La norma conferisce un potere molto esteso al giudice nel giudizio di ottemperanza, il quale, però, si atteggia diversamente a seconda che l’atto impugnato abbia contenuto vincolato o discrezionale. Il giudice, infatti, a seguito dell’individuazione dell’effetto conformativo e dei suoi contenuti, è chiamato ad adottare le misure più idonee al fine di far conseguire alla parte l’utilità richiesta.

E, quindi, nei casi che riguardano atti vincolati, che costituiscono le ipotesi più agevoli da risolvere, l’art. 114, comma 4, lettera a), c.p.a., fornisce soluzioni che incidono sul contenuto dell’atto, che può essere determinato giudizialmente, fino alla diretta emanazione dell’atto stesso in sede giurisdizionale.

Tale impostazione risulta perfettamente conforme al principio di separazione dei poteri e consente al giudice di agire senza invadere la sfera riservata alla pubblica amministrazione, in quanto in dette ipotesi il potere poteva essere esercitato legittimamente solo in un determinato modo, essendo assenti momenti valutativi.

Maggiormente articolata risulta la soluzione degli atti discrezionali, in quanto in questo ambito il giudice è maggiormente esposto a invadere la sfera di dominio riservata all’amministrazione e può esercitare il proprio sindacato solo a determinate condizioni.

L’annullamento del provvedimento amministrativo discrezionale, infatti, costituisce un’ipotesi di sentenza che contiene una regola incompleta in quanto l’effetto conformativo copre solo la parte dei poteri già esercitati dall’amministrazione e, quindi, non può estendersi all’intero rapporto controverso; ciò in quanto al giudice è sempre preclusa la possibilità di sconfinare nel merito amministrativo.
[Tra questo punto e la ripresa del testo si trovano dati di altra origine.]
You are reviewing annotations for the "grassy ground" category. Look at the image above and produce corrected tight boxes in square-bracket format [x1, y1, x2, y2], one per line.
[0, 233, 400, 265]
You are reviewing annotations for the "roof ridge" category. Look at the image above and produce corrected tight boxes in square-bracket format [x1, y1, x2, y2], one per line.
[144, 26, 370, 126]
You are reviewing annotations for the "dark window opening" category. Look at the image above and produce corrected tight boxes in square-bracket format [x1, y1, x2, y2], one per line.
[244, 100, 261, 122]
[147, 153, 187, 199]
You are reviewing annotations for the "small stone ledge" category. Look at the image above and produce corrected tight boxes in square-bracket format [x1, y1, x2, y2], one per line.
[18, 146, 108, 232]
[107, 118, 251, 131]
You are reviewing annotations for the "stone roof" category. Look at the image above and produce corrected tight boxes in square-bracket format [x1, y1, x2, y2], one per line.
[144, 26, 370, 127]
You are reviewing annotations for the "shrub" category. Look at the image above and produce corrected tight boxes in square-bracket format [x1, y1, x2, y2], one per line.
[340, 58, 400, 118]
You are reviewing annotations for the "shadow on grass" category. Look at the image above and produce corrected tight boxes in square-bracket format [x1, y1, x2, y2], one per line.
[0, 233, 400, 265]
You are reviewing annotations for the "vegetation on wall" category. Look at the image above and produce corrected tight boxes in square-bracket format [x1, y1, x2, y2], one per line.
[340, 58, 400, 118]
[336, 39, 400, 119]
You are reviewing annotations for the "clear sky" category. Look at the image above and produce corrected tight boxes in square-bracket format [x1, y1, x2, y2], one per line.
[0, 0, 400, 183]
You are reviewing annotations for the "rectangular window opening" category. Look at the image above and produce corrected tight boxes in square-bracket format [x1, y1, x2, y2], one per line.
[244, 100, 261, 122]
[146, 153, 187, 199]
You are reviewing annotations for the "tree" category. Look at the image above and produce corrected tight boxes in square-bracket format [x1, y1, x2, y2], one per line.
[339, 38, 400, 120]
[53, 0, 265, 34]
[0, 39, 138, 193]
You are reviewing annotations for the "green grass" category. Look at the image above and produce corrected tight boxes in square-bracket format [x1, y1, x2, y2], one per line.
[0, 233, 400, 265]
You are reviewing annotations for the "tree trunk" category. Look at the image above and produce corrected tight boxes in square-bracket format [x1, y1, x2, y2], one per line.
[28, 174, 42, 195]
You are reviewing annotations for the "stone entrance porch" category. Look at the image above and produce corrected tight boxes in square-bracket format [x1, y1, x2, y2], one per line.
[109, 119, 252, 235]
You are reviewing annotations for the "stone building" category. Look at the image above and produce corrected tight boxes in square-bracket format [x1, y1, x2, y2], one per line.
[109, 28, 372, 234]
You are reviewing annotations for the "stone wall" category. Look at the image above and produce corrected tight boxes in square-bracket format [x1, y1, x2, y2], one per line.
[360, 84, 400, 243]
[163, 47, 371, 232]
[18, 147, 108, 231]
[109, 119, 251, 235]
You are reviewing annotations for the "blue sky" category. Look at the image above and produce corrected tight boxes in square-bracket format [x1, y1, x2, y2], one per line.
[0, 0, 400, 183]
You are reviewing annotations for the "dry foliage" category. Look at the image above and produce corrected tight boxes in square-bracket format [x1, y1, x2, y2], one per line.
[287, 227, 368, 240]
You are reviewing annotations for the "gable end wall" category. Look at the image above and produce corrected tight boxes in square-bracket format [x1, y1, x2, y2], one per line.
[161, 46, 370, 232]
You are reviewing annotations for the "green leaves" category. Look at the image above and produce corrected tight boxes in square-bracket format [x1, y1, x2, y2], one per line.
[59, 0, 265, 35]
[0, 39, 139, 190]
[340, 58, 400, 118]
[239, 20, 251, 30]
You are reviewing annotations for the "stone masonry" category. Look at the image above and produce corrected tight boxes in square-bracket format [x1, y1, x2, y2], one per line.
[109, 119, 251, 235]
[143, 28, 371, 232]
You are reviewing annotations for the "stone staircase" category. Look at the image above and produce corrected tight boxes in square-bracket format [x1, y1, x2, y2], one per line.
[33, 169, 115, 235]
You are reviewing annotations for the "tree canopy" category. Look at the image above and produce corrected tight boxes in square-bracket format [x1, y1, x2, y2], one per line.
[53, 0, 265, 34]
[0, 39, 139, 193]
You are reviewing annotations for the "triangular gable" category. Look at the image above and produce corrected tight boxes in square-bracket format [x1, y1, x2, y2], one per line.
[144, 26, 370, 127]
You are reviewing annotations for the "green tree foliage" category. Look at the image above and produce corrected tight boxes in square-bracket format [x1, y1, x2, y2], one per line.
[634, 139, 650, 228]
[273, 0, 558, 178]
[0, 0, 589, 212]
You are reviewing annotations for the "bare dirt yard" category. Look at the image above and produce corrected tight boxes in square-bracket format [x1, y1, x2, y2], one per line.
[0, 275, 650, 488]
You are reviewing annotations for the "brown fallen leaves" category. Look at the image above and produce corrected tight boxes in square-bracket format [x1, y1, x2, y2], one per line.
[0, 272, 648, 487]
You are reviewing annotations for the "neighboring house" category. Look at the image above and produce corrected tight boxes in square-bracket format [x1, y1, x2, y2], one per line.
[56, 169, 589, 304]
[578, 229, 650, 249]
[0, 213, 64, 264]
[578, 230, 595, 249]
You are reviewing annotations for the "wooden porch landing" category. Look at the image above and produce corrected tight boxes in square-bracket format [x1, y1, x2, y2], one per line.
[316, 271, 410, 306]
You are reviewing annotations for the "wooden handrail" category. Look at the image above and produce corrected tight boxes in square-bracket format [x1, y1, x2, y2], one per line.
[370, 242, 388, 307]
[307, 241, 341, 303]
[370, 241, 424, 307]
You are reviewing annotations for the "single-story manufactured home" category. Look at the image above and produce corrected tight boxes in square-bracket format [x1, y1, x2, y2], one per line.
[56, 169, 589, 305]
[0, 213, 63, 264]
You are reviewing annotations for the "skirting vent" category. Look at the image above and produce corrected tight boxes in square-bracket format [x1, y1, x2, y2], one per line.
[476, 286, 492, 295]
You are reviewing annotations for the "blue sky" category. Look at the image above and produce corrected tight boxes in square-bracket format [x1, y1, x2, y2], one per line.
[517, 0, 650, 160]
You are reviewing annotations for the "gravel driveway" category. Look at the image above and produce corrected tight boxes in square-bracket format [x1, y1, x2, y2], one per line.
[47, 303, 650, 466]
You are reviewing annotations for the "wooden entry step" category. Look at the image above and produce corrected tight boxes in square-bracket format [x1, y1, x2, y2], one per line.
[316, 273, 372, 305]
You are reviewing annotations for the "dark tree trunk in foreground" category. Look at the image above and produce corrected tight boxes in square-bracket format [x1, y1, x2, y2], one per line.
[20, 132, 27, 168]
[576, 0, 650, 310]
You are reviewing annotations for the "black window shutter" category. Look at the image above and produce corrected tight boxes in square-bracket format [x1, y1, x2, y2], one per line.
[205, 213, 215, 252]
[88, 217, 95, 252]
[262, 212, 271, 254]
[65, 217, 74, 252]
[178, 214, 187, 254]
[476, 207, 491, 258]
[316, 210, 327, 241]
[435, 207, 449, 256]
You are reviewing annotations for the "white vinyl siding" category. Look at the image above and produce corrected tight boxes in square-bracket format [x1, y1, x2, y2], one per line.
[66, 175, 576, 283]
Tale impostazione tradizionale è, tuttavia, mutata recentemente in seno alla giurisprudenza del Consiglio di Stato che ha ammesso, entro precisi limiti, l’esercizio di un sindacato maggiormente incisivo anche con riferimento agli atti caratterizzati da un alto tasso di discrezionalità (cfr. Consiglio di Stato, sez. VI, 25 febbraio 2019, n. 1321).

La materia in cui ciò è avvenuto è quella dei concorsi universitari in cui, a seguito di numerosi ricorsi aventi ad oggetto l’esclusione del medesimo candidato, il giudice amministrativo si è spinto sino alla ammissione diretta del candidato, alla luce di condotte dilatorie e pretestuose dell’amministrazione resistente. Quest’ultima, infatti, pur a seguito di numerose sentenze di annullamento, aveva reiterato la propria condotta con la designazione di diverse commissioni esaminatrici che aveva dato plurimi responsi negativi con motivazioni sempre più capziose, vanificando, di fatto, il dictum giudiziale.

La citata sentenza dimostra come la nuova concezione dell’interesse legittimo e del rapporto amministrativo abbia conferito una diversa consistenza all’interesse legittimo degno di una tutela effettiva anche sul piano processuale.